Negli ultimi anni il phishing si è consolidato come una delle principali minacce informatiche a danno dei correntisti bancari italiani. Attraverso tecniche sempre più sofisticate, i truffatori riescono a sottrarre credenziali di accesso e denaro direttamente dai conti online delle loro vittime. Sebbene la normativa europea e nazionale tenda a tutelare il consumatore, stabilendo il rimborso delle somme illecitamente sottratte in caso di utilizzo non autorizzato degli strumenti di pagamento, esistono precise circostanze in cui la banca può legittimamente opporsi al rimborso. È fondamentale conoscere questi limiti per tutelarsi efficacemente e non trovarsi privi di difese davanti a una doppia perdita: quella finanziaria e quella legale.
Le responsabilità in caso di phishing: quadro normativo e prassi
La legge italiana ed europea impone agli istituti bancari l’obbligo di risarcire il cliente ogni volta che egli subisce una perdita economica a seguito di frodi informatiche, salvo alcuni specifici casi. Questo principio si fonda sulla presunzione che la banca debba adottare tutte le misure di sicurezza ragionevolmente necessarie per prevenire frodi e accessi non autorizzati. Tuttavia, questa tutela non è assoluta: la banca ha il diritto di rifiutare il rimborso se riesce a dimostrare che la perdita è derivata da una grave negligenza o da un comportamento doloso del cliente.

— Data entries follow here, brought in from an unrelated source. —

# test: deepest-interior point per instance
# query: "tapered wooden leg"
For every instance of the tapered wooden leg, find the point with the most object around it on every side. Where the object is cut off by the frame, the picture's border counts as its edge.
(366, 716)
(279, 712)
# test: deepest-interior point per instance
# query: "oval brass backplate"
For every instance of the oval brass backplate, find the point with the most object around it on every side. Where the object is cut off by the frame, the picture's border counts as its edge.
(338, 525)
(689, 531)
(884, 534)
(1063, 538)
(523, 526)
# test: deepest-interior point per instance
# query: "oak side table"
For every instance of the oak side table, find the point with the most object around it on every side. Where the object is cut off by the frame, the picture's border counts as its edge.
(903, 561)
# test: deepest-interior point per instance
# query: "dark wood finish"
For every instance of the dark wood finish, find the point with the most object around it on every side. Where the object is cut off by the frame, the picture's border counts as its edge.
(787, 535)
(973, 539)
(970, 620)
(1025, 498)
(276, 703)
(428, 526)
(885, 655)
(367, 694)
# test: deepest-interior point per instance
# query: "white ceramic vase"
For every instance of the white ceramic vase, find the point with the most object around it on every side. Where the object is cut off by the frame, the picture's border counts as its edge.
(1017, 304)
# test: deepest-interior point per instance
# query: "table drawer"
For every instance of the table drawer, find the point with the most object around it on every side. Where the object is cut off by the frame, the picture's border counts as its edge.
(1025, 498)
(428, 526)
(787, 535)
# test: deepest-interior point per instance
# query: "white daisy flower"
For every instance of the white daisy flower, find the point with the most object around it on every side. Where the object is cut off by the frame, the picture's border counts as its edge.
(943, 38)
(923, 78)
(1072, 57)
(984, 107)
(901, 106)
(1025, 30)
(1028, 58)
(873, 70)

La colpa grave del cliente rappresenta il caso limite in cui la normale protezione decade. Secondo la giurisprudenza e una casistica ormai consolidata, si configura una condotta manifestamente imprudente — e quindi non meritevole di tutela — nei seguenti casi:
- Condivisione volontaria di codici di accesso, PIN o OTP con terzi, anche in modo inconsapevole ma comunque poco cauto.
- Ignoranza di avvisi ufficiali diffusi dalla banca su tecniche di phishing già note o su campagne di truffa in corso.
- Esecuzione di operazioni manifestamente sospette, come la conferma di bonifici verso conti esteri sconosciuti o la digitazione delle proprie credenziali su siti palesemente falsi.
I casi tipici in cui la banca può rifiutare il rimborso
Entrando nel dettaglio, la responsabilità del cliente viene riconosciuta quando il suo comportamento viola elementari regole di diligenza. La banca, però, per potersi legittimamente sottrarre all’obbligo di rimborso deve fornire prove rigorose della negligenza o della complicità dell’utente. Ecco le fattispecie principali:
- Fornitura delle proprie credenziali d’accesso: se il correntista, dopo aver ricevuto una email o SMS di phishing, inserisce consapevolmente login e password su un portale falso, è ritenuto responsabile. Come affermato dalla Suprema Corte, questa cooperazione attiva dell’utente spezza la responsabilità della banca.
- Mancata custodia di carta e codici: la perdita o la gestione superficiale degli strumenti di pagamento (ad esempio il PIN scritto sul biglietto accanto alla carta) costituisce un’inadempienza grave che esclude l’obbligo di rimborso da parte dell’istituto finanziario.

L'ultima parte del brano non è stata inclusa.